The nearly 8 million households in the Netherlands do not all have the same income. The Gini coefficient is a measure of inequality, expressed as a value ranging between 0 and 1. A value of 0 means that all households have an equal income while a value of 1 means perfect inequality: one household has all the income and the rest of the households have zero income. In the Netherlands, the Gini coefficient has been relatively stable and low (0.29) for many years in comparison with other members of the European Union.
There is, however, something striking about the income inequality figure. Researcher Ferdy Otten of CBS: "We base this figure on income data which have been derived from the data we obtain from the Dutch Tax and Customs Administration (Belastingdienst). We have access to income data as from 1977, but because the Belastingdienst switched to a new system in 2001, there is a trend break in the income inequality figure.
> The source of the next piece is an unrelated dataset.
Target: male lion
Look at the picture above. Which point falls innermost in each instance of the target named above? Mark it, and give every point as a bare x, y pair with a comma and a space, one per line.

Figures from before and after 2001 cannot be adequately compared with each other.” One year ago, Koen Caminada, Professor of Empirical Analysis of Tax and Social Policy at Leiden University, called for a consistent set of income inequality figures. “This is important for our research,” explains Egbert Jongen, researcher at CPB Netherlands Bureau for Economic Policy Analysis and Associate Professor at Leiden Law School. “There is a lot of social debate about income inequality. Has income inequality increased over the longer term or not? There is only one way to establish this properly and that is with a consistent set of figures from CBS.”
“We would be happy to see figures on wealth inequality over time”
During the meeting, which was also attended by researchers from other universities, the Dutch central bank (DNB), the CPB Netherlands Bureau for Economic Policy Analysis, several ministries and Netspar, a discussion was held on how to tackle the trend break. Other suggestions for income statistics were discussed as well. The way in which the costs of childcare are included, for example. Jongen: “Not everyone has the same opinion on this, so it’s good to discuss this together.” Jongen has many more ideas: “We would be very happy to have figures on wealth inequality over time. We realise CBS has limited capacity for the compilation of these data. That makes it interesting to work together.”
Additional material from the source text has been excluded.